Google has officially launched its May 2026 broad core update. Here’s what it means for your website’s rankings and what you can do about it.
Google has officially released the May 2026 broad core update, announced today by the Google Search Central team. As with all core updates, the full rollout may take several days to complete and Google has confirmed it will update its ranking release history page once the process is finished.
What is a Google core update?
Google runs core updates several times a year. These are significant, broad changes to its search algorithms and systems that are designed to ensure Google is delivering helpful and reliable results to searchers. Core updates are not targeted at specific websites or individual pages they affect how Google evaluates content across the web as a whole.
A helpful way to think about it: imagine a friend asked you for your top 20 restaurant recommendations. Over time, new restaurants open, others decline, and your preferences shift. You might update your list not because the restaurants that dropped did anything wrong, but because other options became stronger candidates. Core updates work similarly.

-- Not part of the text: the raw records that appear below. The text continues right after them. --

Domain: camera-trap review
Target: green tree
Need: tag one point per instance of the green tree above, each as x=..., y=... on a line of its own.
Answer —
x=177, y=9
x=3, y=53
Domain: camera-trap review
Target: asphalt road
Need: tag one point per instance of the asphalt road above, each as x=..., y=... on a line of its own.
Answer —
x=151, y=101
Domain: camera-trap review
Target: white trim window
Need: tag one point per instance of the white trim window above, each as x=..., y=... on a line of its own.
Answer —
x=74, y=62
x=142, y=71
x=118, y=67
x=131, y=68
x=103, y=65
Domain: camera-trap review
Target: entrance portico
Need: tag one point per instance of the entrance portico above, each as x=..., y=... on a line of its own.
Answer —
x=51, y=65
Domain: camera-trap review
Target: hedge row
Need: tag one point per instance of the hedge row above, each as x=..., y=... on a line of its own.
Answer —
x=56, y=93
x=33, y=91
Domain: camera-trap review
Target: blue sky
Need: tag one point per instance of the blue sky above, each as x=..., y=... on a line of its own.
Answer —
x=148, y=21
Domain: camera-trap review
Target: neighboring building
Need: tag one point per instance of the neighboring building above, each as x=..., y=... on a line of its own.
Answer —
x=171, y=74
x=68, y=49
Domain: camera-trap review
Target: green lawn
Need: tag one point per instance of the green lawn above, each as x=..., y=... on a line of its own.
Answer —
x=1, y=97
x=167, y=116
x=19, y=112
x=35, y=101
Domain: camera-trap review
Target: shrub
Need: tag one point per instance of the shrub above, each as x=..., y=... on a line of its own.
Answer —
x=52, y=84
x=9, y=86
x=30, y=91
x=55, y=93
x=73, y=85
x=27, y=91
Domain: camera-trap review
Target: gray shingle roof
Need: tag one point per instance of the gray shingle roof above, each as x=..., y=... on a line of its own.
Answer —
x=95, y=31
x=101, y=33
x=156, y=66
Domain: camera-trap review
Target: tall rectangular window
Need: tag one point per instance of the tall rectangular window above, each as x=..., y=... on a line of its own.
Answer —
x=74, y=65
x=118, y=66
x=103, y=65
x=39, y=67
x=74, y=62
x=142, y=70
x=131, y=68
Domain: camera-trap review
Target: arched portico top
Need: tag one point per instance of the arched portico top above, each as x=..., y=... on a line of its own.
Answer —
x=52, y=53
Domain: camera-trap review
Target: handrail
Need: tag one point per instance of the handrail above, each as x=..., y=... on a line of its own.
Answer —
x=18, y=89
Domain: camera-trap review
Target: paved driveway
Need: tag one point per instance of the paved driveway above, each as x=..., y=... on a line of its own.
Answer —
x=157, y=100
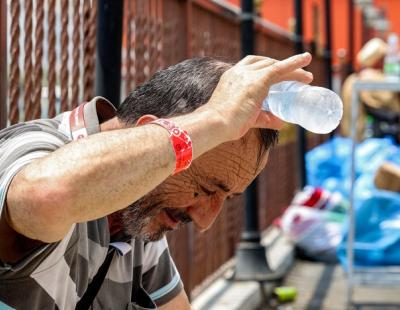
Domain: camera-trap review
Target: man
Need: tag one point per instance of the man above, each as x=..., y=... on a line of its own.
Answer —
x=56, y=194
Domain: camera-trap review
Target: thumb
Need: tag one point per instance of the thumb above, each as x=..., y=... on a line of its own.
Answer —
x=268, y=120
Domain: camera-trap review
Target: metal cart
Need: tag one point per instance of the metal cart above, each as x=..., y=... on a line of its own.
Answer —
x=366, y=276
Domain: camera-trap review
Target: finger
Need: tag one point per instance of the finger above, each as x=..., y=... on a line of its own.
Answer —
x=250, y=59
x=263, y=63
x=275, y=72
x=298, y=75
x=268, y=120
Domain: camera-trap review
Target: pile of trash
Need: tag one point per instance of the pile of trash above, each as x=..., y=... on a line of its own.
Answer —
x=316, y=220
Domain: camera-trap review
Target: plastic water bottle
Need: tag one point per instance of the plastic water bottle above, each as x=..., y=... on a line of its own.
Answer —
x=392, y=59
x=316, y=109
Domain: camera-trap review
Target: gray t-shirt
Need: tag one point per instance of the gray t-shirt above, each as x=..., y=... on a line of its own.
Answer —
x=56, y=275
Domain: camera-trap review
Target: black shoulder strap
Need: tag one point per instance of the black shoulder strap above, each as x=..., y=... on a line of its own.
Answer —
x=91, y=292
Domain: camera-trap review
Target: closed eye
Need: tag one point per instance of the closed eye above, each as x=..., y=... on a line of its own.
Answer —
x=233, y=195
x=206, y=191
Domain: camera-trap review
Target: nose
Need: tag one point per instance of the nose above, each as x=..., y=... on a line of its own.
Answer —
x=205, y=211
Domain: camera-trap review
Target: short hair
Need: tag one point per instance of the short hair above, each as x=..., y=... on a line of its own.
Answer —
x=178, y=90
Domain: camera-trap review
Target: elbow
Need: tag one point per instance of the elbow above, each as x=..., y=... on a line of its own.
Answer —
x=39, y=209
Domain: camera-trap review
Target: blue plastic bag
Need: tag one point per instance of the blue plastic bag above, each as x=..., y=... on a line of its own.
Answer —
x=377, y=239
x=377, y=235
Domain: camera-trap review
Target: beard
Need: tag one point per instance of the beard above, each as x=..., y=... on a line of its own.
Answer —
x=137, y=218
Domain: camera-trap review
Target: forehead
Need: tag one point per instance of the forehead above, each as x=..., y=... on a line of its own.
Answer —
x=234, y=164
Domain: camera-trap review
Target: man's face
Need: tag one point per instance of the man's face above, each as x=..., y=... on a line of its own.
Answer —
x=197, y=194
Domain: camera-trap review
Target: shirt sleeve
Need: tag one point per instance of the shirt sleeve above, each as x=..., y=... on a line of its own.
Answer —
x=18, y=148
x=160, y=277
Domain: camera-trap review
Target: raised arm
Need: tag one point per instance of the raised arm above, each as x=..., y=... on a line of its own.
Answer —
x=91, y=178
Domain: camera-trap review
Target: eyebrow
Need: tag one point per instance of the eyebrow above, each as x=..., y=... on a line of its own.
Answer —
x=221, y=185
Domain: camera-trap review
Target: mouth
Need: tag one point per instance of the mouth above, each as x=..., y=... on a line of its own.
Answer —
x=170, y=220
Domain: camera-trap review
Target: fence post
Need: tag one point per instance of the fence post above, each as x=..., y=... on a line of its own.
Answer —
x=251, y=260
x=301, y=133
x=328, y=48
x=109, y=49
x=3, y=64
x=350, y=52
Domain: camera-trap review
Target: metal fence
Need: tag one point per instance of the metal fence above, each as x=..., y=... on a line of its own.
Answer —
x=51, y=68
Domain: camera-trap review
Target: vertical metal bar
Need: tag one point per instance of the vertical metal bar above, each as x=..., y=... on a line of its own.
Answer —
x=328, y=47
x=64, y=56
x=350, y=68
x=51, y=52
x=301, y=133
x=38, y=67
x=14, y=64
x=76, y=54
x=3, y=64
x=351, y=211
x=89, y=43
x=28, y=65
x=109, y=48
x=251, y=260
x=250, y=231
x=246, y=28
x=128, y=46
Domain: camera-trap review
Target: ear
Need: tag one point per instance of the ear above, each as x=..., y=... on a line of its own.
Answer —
x=143, y=120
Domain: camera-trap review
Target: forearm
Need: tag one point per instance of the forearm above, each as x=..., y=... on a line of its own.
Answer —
x=91, y=178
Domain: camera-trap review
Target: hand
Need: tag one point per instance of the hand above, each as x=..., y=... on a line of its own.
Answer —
x=241, y=90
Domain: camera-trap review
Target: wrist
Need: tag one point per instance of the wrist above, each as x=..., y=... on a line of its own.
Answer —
x=206, y=127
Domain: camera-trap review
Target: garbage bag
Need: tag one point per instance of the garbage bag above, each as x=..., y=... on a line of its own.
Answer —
x=316, y=232
x=329, y=164
x=377, y=234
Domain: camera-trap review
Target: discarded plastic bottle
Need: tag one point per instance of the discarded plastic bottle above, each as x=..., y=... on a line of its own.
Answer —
x=316, y=109
x=392, y=59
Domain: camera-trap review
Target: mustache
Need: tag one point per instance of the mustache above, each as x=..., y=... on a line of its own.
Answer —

How to check if your site is affected
If you have noticed a drop in traffic or search rankings, here is what Google recommends:
- Confirm the update has finished rolling out Check the Google Search Status Dashboard and note the start and end dates of the update.
- Check Search Console Look for traffic drops that align with the update’s timing.
- Assess a large drop in position If rankings dropped significantly, review your content for quality and helpfulness.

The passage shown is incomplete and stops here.